Warrior snorts, but I see him glance over at the cityscape for a moment to see if he can spot it, and I have no doubt he’ll be leaving us to explore this evening, just as we want him to.
We each choose a room of which there are four, not five, and it again strikes me that Bryn is seen more as a pampered pet than a sentient being, that when Morgan told the orc in the courtyard that we were keeping the slave with us, he was only humored because this is a fine establishment.
I wonder if they’d have refused to allow her into one of the other, cheaper inns, and instead made her sleep unguarded in a pen by the horses.
‘Unpack.’ Warrior slings his pack at Bryn, and she only just catches it before it hits her full in the face and the force makes her take several steps back.
‘Yes, my lord,’ she murmurs meekly and staggers into the room he’s chosen under the heavy bag.
I turn away, my fists clenching. What is wrong with me? We’ve been out here for months, and the treatment of the slaves has never upset me this much. I was able to forget them, I realize. The slaves were bought and sold within a matter of one or two days. But Bryn’s been with us for longer than that. Almost a week now that I think on it. And we still have another two to go.

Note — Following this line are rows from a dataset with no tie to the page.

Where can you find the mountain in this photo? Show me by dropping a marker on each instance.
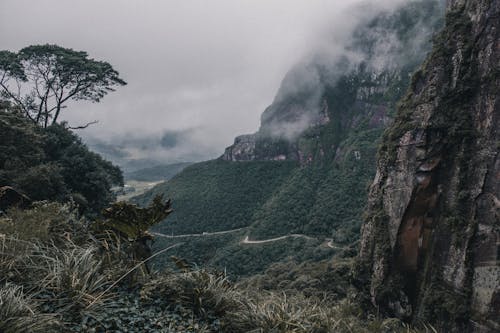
(300, 182)
(429, 248)
(158, 172)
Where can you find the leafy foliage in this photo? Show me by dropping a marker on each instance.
(217, 195)
(131, 221)
(40, 79)
(53, 164)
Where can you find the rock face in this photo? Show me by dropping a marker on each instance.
(339, 95)
(430, 244)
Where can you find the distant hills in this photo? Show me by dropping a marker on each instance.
(307, 169)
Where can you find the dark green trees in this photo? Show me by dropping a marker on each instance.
(53, 164)
(40, 79)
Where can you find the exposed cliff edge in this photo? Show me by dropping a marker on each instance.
(430, 244)
(336, 93)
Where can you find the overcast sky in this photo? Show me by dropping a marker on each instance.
(207, 67)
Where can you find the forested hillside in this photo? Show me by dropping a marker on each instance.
(307, 170)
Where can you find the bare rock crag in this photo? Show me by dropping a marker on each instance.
(430, 244)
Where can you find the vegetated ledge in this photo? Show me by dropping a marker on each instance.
(430, 241)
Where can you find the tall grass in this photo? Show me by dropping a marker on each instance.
(19, 314)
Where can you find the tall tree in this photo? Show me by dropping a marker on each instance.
(40, 79)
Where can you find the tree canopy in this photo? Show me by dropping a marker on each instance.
(41, 79)
(53, 164)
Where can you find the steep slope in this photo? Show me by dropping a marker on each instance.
(322, 131)
(430, 243)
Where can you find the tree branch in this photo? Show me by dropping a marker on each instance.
(84, 126)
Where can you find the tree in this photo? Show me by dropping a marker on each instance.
(53, 164)
(40, 79)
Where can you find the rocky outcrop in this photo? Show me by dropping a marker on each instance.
(430, 244)
(321, 102)
(10, 198)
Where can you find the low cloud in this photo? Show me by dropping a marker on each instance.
(199, 72)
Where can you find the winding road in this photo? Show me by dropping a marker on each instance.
(204, 234)
(246, 240)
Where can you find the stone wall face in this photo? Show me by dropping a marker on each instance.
(430, 243)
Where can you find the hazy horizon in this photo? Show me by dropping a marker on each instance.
(199, 73)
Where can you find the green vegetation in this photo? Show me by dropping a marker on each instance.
(156, 173)
(40, 79)
(218, 195)
(53, 164)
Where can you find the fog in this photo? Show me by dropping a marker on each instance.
(199, 72)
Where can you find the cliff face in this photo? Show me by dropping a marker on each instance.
(430, 244)
(336, 95)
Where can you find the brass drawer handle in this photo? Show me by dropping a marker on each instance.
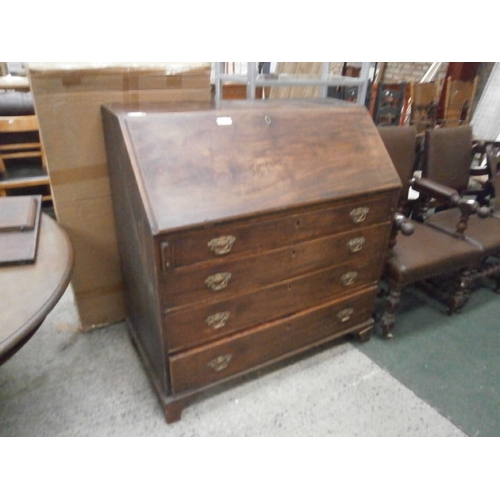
(355, 244)
(217, 320)
(345, 314)
(222, 245)
(359, 214)
(349, 278)
(218, 364)
(218, 281)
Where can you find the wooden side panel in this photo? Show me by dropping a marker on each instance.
(137, 253)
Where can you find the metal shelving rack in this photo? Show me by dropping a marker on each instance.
(253, 79)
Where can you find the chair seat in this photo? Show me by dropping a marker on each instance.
(482, 232)
(429, 253)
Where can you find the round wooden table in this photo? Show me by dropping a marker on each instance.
(29, 292)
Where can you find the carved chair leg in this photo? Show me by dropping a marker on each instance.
(461, 291)
(392, 303)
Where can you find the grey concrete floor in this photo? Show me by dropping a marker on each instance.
(64, 382)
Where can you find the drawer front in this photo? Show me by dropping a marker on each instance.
(202, 366)
(231, 276)
(262, 235)
(204, 322)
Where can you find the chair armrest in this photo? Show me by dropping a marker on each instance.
(435, 190)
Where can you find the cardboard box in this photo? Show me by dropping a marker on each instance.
(68, 99)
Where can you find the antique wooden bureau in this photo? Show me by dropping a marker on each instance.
(248, 233)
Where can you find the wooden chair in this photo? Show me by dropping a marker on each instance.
(22, 158)
(424, 104)
(422, 252)
(459, 96)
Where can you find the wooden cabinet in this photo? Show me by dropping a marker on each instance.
(248, 233)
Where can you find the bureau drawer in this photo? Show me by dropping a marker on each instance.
(228, 277)
(202, 366)
(204, 322)
(261, 235)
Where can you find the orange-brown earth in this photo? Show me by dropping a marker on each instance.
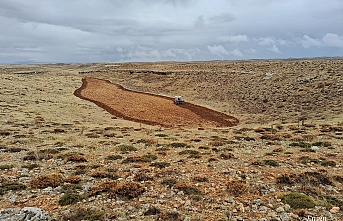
(149, 108)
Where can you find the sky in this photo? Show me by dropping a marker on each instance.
(84, 31)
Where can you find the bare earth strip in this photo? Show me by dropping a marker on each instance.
(149, 108)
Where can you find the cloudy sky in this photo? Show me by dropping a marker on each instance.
(70, 31)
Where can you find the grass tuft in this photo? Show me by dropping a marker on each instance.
(298, 200)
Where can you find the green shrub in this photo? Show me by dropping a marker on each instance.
(114, 157)
(160, 164)
(70, 198)
(161, 135)
(12, 186)
(322, 144)
(298, 200)
(177, 145)
(85, 214)
(31, 166)
(327, 163)
(6, 167)
(301, 144)
(169, 182)
(149, 157)
(191, 153)
(126, 148)
(272, 163)
(189, 190)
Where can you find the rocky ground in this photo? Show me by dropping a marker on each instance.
(68, 157)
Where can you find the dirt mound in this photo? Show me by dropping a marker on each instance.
(149, 108)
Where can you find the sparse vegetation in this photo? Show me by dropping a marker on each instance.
(6, 167)
(46, 180)
(298, 200)
(160, 164)
(70, 198)
(189, 190)
(177, 145)
(237, 187)
(126, 148)
(169, 182)
(85, 214)
(14, 186)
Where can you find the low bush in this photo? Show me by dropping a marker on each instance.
(126, 148)
(76, 158)
(237, 187)
(70, 198)
(14, 186)
(85, 214)
(272, 163)
(73, 179)
(169, 182)
(6, 167)
(160, 164)
(298, 200)
(177, 145)
(327, 163)
(189, 190)
(114, 157)
(46, 180)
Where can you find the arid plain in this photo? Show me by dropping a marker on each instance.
(280, 159)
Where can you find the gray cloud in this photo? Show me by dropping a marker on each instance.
(152, 30)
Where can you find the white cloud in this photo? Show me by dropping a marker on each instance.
(275, 49)
(220, 51)
(329, 40)
(233, 38)
(111, 30)
(236, 52)
(270, 41)
(250, 51)
(333, 40)
(200, 23)
(217, 50)
(307, 42)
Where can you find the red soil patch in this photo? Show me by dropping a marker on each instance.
(149, 108)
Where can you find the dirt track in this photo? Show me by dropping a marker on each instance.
(149, 108)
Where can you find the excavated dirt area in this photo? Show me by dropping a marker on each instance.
(149, 108)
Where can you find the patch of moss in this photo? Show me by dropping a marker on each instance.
(30, 166)
(169, 182)
(327, 163)
(177, 145)
(298, 200)
(301, 144)
(4, 187)
(85, 214)
(70, 198)
(6, 167)
(161, 135)
(189, 190)
(114, 157)
(126, 148)
(160, 164)
(272, 163)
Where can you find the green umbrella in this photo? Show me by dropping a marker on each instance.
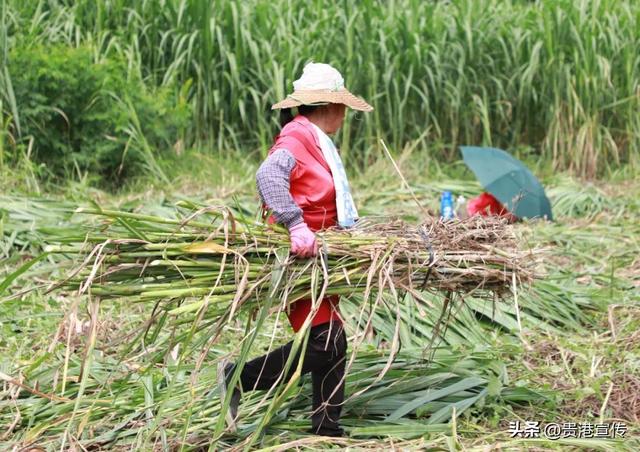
(506, 178)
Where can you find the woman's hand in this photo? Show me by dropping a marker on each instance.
(303, 240)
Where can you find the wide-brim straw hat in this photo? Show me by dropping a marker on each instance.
(321, 84)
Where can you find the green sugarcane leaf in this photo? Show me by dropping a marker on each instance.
(429, 395)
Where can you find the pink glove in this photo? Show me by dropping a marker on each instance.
(303, 240)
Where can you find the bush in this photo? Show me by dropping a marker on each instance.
(88, 116)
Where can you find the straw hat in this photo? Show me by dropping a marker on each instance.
(321, 84)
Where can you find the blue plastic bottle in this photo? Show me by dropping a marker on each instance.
(446, 206)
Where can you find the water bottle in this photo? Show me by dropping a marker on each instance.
(446, 206)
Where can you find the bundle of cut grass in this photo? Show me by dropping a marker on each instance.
(211, 260)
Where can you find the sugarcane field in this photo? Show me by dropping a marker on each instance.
(284, 225)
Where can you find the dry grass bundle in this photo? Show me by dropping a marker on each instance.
(210, 260)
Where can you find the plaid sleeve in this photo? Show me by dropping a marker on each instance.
(272, 180)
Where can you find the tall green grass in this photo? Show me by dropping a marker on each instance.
(559, 76)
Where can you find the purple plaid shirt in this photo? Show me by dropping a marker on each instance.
(273, 181)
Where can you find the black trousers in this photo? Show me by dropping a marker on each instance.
(325, 358)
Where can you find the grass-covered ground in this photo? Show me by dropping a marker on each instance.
(569, 353)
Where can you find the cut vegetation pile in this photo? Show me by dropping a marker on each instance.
(210, 261)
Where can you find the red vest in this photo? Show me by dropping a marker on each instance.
(312, 188)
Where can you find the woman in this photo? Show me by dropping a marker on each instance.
(304, 184)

I run my hands through my hair, pulling it a little in frustration. When I turn around, I find Locke out on the balcony and Morgan and Warrior nowhere to be seen.

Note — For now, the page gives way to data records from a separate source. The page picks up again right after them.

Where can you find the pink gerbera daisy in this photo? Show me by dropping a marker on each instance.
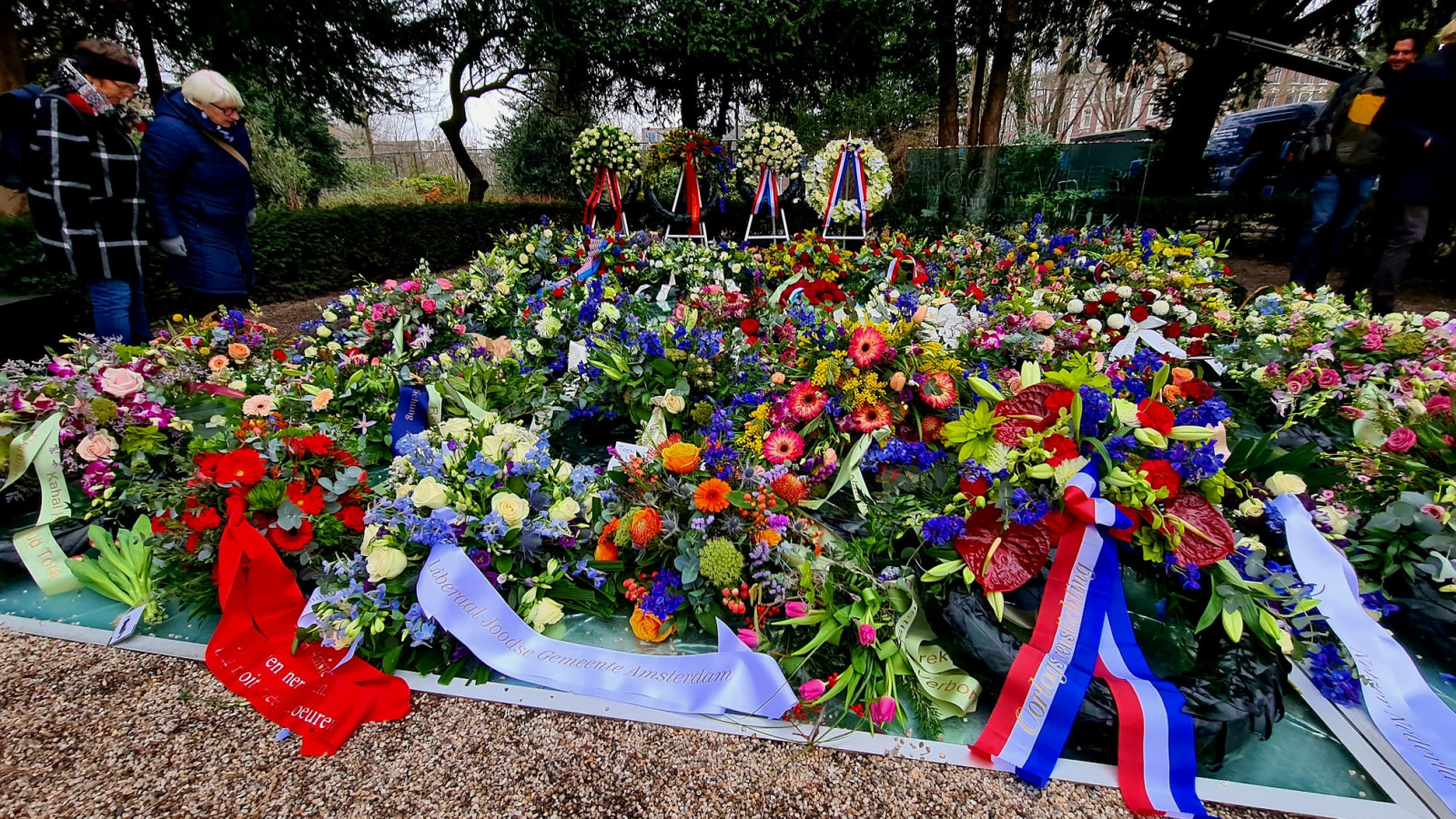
(866, 346)
(783, 446)
(805, 401)
(938, 390)
(871, 417)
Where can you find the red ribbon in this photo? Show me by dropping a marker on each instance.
(305, 691)
(695, 205)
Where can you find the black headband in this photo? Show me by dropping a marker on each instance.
(106, 69)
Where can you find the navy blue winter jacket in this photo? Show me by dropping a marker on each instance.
(201, 193)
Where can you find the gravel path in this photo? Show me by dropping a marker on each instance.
(96, 732)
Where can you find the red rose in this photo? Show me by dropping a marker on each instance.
(308, 500)
(291, 541)
(1059, 448)
(242, 467)
(1161, 475)
(1155, 416)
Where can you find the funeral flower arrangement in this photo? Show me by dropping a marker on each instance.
(609, 147)
(823, 172)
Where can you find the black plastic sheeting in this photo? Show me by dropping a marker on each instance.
(1235, 693)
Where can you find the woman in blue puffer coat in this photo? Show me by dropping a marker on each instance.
(196, 159)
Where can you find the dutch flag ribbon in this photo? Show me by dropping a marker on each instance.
(768, 193)
(1084, 630)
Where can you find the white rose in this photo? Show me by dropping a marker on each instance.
(385, 562)
(565, 509)
(1283, 484)
(510, 508)
(430, 493)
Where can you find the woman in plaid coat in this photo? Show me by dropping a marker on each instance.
(84, 178)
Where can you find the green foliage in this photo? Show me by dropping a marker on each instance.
(533, 150)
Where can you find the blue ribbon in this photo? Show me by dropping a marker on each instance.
(411, 416)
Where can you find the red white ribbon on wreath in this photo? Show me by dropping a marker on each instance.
(695, 206)
(608, 184)
(851, 165)
(768, 193)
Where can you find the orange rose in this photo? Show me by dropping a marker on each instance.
(682, 458)
(647, 523)
(647, 627)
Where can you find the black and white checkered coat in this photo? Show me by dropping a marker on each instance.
(84, 177)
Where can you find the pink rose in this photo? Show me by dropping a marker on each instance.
(812, 690)
(96, 446)
(121, 382)
(1401, 439)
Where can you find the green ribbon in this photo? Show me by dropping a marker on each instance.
(40, 552)
(953, 690)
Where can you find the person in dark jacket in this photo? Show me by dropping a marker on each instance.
(1419, 124)
(84, 181)
(197, 160)
(1346, 153)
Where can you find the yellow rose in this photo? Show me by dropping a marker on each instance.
(385, 562)
(565, 509)
(1283, 484)
(430, 493)
(682, 458)
(511, 508)
(545, 612)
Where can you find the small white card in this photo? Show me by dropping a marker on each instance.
(126, 625)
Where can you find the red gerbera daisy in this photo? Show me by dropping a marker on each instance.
(866, 346)
(871, 417)
(805, 401)
(938, 390)
(783, 445)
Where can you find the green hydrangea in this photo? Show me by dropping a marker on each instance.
(721, 562)
(104, 410)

I don’t care where Morgan’s gone, but my eyes narrow at Warrior’s door that’s now closed, and I approach it very quietly, putting my ear to the door.
‘...but you wouldn’t be able to help with that, would you.’
‘No, my lord.’ Her voice is more subdued than usual.
‘And why is that, girl?’
‘Because I’m a useless, ugly slave, my lord. I’m fit only for the arenas I’m to be sold to.’
‘That’s right, but you forgot filthy and vermin infested. Gods, look at your flesh, so flayed and maimed. It’s a wonder any bull would mount you. What bull could stomach it? Even the most desperate would have to be blindfolded to get hard enough to stick it in. Do you think if you were a better slave, you wouldn’t have been thrashed with the rod so hard that it left such deep scars or burned quite so many times with pokers?’
‘I don’t know, my lord.’
My stomach turns, and I step away, trying to think of an excuse to get her away from him and his vicious words.
I rush to the middle of the room. ‘Slave!’ I bellow. ‘Why aren’t you sorting the packs as I told you? How am I to know what to buy at market if I don’t know what supplies we have left?’
‘I’m sorry, my lord,’ I hear her call.
She tears open the door, and half runs from Warrior’s room a moment later. I’m relieved to find that she isn’t bruised and battered. Her eyes, however, are dull and blank and her hands are shaking a little as she begins to unpack the bags, sorting everything into piles.
‘I’m sorry, I didn’t do as you ordered, my lord,’ she says quietly a little while later as she unpacks the last of the bags.
I let out a sigh. ‘I didn’t order you to do anything, Bryn,’ I say in a low tone.
She looks up sharply. ‘Then why...’
‘I heard the things he was saying to you.’
She stares at me. ‘I don’t understand. Why would you care what he says to me?’
She shakes her head a little as if she can’t fathom a reason and goes back to her task in silence.
I hear Warrior leave the rooms via the main door and watch as Locke follows a moment after, intending to trail him to wherever he goes to ensure he won’t be back for a while.
I glance at Bryn, not stopping what I’m doing. ‘When we got here, you took a vial. The one to make sure you weren’t carrying vermin.’
‘I don’t have vermin, my lord,’ she mutters somewhat stiffly.
‘I didn’t think you did,’ I say. ‘But I did think it was foolish of you to drink that potion when you didn’t know what was in it. This is a city of mages. They’re tricky and clever. Gods only know what it might have been.’
She whispers that she’s sorry, seeming smaller next to me now under my chastisement.
I let out a sigh. ‘Just ask before you do anything. I don’t want you to be hurt, Bryn.’